According to The Economic Times, the business chamber on Wednesday submitted a dozen suggestions to the Prime Minister’s Office, the finance minister and the Reserve Bank of India on curbing rupee volatility and controlling the current account deficit (CAD). It added that while some rupee depreciation was initially required, any further volatility could hurt the economy.
Incentives for foreign currency non-repatriable (FCNR) accounts, non-resident Indian bonds and a special dollar window for oil companies are among the 12 measures suggested. The CII pointed out that the primary reason for the rupee’s slide against the greenback was large capital outflows due to normalisation of the US monetary policy and rise in crude prices. “It is, therefore, important to find ways to finance the CAD, which will remain under pressure as long as oil prices are climbing.”
India’s current account deficit worsened to 1.9% of GDP in FY18, from 0.6% in the previous fiscal, and is forecast to deteriorate further to 2.8% this year.
According to the CII, with the US Federal Reserve raising policy rates to 2-2.25%, the FCNR deposits need to be made more attractive – the existing interest rate of 3-3.5% on such deposits of 3 years maturity is not adequate.
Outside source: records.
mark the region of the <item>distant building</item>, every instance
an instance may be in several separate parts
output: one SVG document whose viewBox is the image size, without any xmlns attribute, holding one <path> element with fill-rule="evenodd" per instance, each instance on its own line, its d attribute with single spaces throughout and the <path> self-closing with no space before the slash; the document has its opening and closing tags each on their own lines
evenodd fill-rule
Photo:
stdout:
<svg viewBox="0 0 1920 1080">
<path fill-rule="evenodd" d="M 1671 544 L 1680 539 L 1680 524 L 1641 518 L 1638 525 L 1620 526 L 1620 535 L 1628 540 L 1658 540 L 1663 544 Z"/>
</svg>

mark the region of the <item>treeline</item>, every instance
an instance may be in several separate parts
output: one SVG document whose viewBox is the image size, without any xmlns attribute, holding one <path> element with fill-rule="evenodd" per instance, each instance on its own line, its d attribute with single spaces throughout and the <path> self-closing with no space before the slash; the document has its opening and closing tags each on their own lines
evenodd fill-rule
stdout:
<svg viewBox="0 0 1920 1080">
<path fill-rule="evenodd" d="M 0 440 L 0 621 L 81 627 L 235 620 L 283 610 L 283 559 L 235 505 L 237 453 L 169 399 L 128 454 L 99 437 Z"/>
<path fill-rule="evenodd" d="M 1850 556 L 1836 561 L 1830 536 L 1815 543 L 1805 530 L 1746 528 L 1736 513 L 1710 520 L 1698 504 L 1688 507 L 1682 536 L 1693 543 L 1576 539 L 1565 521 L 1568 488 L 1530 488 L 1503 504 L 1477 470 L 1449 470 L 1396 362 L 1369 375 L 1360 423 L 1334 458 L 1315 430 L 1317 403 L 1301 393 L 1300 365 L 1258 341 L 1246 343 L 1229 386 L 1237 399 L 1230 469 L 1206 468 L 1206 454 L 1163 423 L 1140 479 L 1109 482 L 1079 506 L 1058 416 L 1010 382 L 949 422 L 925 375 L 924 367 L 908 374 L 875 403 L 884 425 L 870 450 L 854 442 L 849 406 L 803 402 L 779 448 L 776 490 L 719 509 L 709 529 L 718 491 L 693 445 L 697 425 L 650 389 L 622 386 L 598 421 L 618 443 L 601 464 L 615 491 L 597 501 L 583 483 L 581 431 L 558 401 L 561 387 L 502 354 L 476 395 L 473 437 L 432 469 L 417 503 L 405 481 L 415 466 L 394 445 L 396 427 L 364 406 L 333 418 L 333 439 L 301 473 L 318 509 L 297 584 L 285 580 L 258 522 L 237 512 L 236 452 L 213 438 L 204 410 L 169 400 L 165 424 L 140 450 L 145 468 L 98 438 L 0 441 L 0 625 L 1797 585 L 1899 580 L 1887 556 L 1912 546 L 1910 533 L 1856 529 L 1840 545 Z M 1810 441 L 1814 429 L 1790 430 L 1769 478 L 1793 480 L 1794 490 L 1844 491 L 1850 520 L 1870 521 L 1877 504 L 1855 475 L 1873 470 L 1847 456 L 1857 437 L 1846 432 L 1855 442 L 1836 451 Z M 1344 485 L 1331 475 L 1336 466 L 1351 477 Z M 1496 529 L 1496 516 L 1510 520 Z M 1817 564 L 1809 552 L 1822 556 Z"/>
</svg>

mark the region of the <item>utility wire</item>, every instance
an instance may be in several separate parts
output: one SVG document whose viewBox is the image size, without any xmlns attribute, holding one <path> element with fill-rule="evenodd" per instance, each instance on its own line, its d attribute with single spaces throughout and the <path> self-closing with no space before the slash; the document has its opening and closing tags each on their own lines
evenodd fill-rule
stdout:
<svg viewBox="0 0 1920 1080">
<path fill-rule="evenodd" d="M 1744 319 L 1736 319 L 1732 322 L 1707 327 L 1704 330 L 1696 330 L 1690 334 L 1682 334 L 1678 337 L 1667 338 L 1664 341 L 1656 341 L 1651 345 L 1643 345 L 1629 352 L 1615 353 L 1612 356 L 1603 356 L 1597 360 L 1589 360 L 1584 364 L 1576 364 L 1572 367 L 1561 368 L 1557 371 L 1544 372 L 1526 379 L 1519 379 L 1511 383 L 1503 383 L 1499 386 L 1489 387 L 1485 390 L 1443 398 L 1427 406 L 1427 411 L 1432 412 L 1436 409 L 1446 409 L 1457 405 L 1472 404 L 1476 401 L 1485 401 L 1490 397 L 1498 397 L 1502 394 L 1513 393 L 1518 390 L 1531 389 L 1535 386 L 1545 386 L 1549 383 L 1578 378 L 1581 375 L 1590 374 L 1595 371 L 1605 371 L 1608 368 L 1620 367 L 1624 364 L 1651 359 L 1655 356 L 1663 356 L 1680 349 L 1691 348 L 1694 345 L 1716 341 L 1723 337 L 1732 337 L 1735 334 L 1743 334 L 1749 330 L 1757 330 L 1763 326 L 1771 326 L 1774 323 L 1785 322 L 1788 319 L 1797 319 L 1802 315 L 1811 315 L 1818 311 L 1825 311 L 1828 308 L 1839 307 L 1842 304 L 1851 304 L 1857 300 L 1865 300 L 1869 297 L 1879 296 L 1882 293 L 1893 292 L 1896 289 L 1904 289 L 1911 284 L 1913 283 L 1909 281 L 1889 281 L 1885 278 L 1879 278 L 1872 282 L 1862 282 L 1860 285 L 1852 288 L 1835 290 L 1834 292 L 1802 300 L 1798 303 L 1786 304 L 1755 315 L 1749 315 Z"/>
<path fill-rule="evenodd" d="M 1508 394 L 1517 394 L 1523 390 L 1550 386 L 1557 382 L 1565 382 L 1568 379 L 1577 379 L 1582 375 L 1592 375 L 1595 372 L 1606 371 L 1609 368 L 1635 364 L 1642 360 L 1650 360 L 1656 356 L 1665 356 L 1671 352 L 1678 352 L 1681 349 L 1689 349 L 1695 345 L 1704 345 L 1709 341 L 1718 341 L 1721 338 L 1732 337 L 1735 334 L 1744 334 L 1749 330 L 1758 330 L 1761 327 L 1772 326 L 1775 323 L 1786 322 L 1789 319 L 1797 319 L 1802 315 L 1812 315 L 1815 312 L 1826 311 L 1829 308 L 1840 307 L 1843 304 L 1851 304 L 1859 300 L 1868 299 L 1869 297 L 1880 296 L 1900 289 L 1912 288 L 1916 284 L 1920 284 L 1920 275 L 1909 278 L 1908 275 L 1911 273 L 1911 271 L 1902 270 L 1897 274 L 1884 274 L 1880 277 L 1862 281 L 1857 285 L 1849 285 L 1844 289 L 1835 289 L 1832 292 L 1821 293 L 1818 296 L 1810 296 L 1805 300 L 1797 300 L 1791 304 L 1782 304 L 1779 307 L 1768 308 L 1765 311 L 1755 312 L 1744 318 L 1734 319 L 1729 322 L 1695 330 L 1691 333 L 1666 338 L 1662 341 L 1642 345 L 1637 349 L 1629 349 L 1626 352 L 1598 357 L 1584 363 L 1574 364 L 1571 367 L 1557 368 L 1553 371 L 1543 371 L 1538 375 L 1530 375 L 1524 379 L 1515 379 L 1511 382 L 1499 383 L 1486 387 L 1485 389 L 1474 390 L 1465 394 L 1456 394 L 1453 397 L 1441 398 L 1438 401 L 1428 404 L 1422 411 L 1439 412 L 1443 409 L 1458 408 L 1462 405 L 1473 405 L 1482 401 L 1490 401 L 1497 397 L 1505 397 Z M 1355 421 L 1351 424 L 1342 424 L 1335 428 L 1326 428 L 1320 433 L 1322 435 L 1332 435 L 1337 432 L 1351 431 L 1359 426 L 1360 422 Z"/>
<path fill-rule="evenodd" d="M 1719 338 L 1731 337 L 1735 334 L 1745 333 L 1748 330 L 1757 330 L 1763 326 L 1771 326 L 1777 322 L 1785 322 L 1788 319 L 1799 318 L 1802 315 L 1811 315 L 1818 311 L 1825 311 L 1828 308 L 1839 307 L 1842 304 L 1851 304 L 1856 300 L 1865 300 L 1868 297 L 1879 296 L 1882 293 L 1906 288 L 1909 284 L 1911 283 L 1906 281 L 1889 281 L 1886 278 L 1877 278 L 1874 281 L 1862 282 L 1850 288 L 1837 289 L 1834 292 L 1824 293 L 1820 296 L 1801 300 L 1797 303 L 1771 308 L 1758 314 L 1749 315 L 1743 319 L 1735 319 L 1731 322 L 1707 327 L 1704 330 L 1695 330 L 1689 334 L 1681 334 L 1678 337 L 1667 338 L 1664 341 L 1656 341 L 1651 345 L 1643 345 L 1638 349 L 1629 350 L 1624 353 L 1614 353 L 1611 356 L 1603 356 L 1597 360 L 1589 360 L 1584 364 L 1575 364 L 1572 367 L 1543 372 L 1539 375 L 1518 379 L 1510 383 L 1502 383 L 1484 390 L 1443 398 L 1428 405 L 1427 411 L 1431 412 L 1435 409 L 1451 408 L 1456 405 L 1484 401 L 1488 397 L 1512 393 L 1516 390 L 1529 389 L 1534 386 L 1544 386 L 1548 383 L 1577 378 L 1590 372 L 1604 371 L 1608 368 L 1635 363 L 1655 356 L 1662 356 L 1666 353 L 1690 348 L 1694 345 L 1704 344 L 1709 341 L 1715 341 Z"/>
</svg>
Hence, the body suggested higher interest rates on such deposits.”Given strong appetite among non-resident Indians (NRIs), either a bond or a special deposit could be considered,” said the CII, suggesting bonds that have been issued earlier as well. The Resurgent India Bonds of 1998 and the India Millennium Deposit scheme of 2000 raised $5 billion each.
Then, in 2013, when the rupee hit 68.84 against the dollar following the taper tantrums (a term coined to describe market volatility following the US Fed’s announcement that it would reduce its bond-buying programme), the then RBI governor Raghuram Rajan had introduced FCNR-B deposits. The scheme attracted an inflow of $32 billion and changed the course of the rupee.
Moving on to oil prices, the biggest threat to the Indian economy since we are the world’s third largest oil consumer and heavily dependent on imports to boot, the CII recommends taking the diplomatic route. The body reportedly suggested that the government should negotiate with the US to seek relaxation to work with Iran and Russia on rupee-denominated oil imports or even barter for oil.
Last month, US President Donald Trump signed an executive order that paved the way for slapping crippling sanctions on countries, foreign entities and individuals violating the Countering America’s Adversaries through Sanctions Act (CAATSA). The Act applies to Iran, India’s third largest oil supplier, as well as Russia, where India is eyeing additional investments in the energy space.The CII moreover called for measures to boost exports and make FDI attractive, mooting lower corporate tax on MNCs and suspend the cap on royalty payments for listed entities.
According to the industry body, rupee depreciation – down nearly 14% against the dollar this year so far – has led to a steady increase in the domestic retail price of fuel, made imports costlier and though exporters have benefited, cost pressures have escalated across businesses.”Consumption demand, which has been buoyant recently, may become subdued as additional cost of fuel leads to pressure on disposable incomes. This would dampen demand ahead of the festival season,” it warned, adding that the recovery in the economy could get derailed. Moreover, any further volatility can have a negative impact on the economy, create inflationary pressure and lead to a loss of confidence among foreign investors.